Shedless still I prattle: N M Browne
The image of the writer tends to be that of the solitary genius. Maybe George Bernard Shaw springs to mind in his shed that moved to follow the sun?
These embodied stereotypes are often male, hard drinking, melancholic and usually gifted in ways that sets them apart from lesser mortals: excuses are made for horrible behaviour, faults are fondly reframed as idiosyncrasies.
As a female writer, who is not a solitary genius, or indeed a genius at all, I am prone to wondering (usually when I should be writing) if this stereotype holds me back. My red wine intake is perhaps a little too high but I’m generally an optimistic soul and my idiosyncrasies are all reframed as faults.
When we write it is just us and the words on the page, but I don’t know if that makes the experience unique or even that solitary. We are often not alone in person. Writers I know write in coffee shops, on kitchen tables around the detritus of family life, on packed trains and in little slivers of time squeezed between other paid work and the business of caring for other people.
Maybe it is harder to be a genius under these circumstances. It is certainly harder to be forgiven for even moderate tantrums. We have to write and think fast to be creative in these gaps of time, in the cracks between doing other things.

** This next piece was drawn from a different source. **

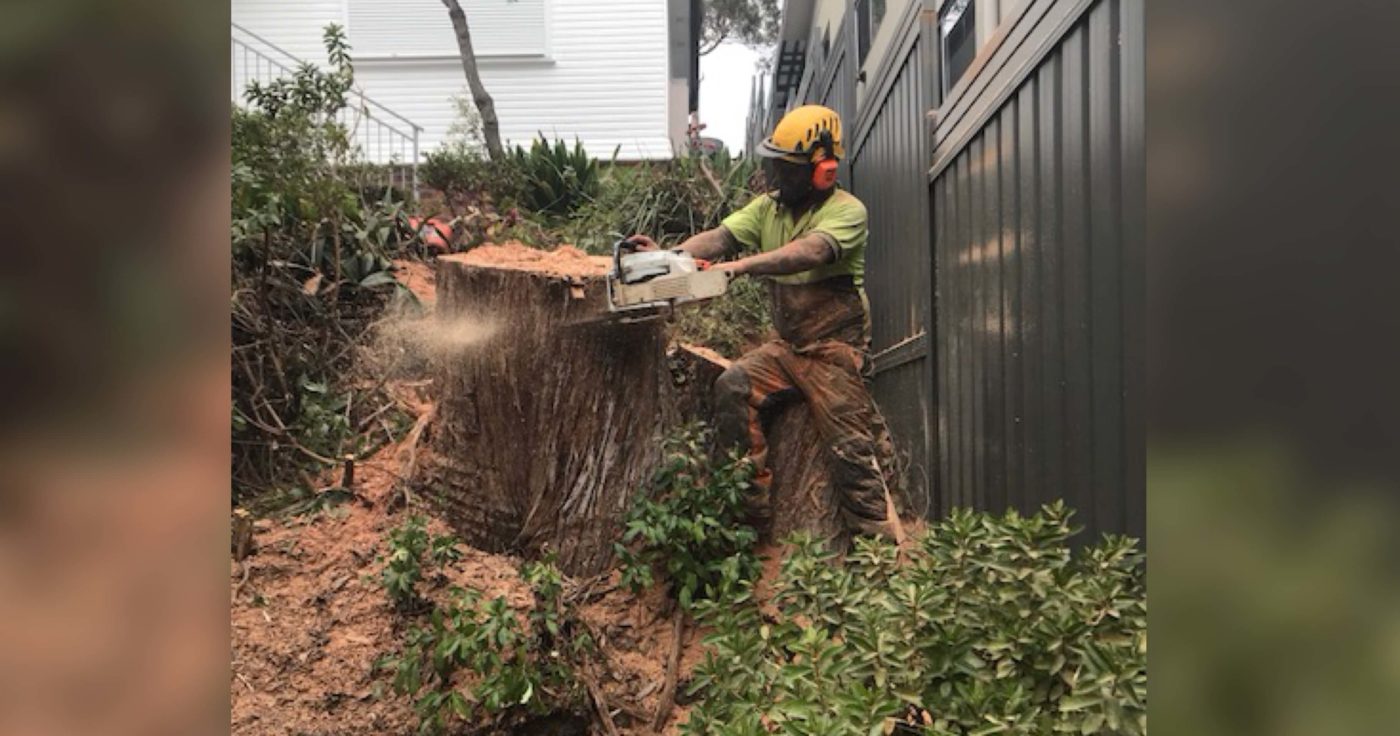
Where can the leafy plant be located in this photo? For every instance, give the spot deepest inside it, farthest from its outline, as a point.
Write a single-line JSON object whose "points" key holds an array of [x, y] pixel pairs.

These days it is even hard to be solitary in your own head: everyone’s a critic. Every website wants to advise you, universities want to teach you, everyone is on the creative writing act, invading not just your writing space but the quietness in your head.
There is an upside. There is no writing problem that a whole array of people aren’t all too ready to help you solve. It is great to have friends and mentors, critique groups or informal support groups, reading groups and lets-get-drunk-and-moan-about-our-books groups, but the downside is the risk of importing all this chatter into the silence that we all need. It is easy to be so busy being a very un-solitary modern writer that the actual words- on-the-page-writing and the engaged, engrossing cover to cover reading barely occurs at all.
I don’t envy these great men their writing sheds or even their genius (or not much) I do envy them the great privilege of in-their-own- head solitude. Without that mental space none of us can create: it’s the blank screen on which our imaginations project our own weird, unique ideas, our own private portals to other worlds. I’d rather have that than a shed – even one that follows the sun.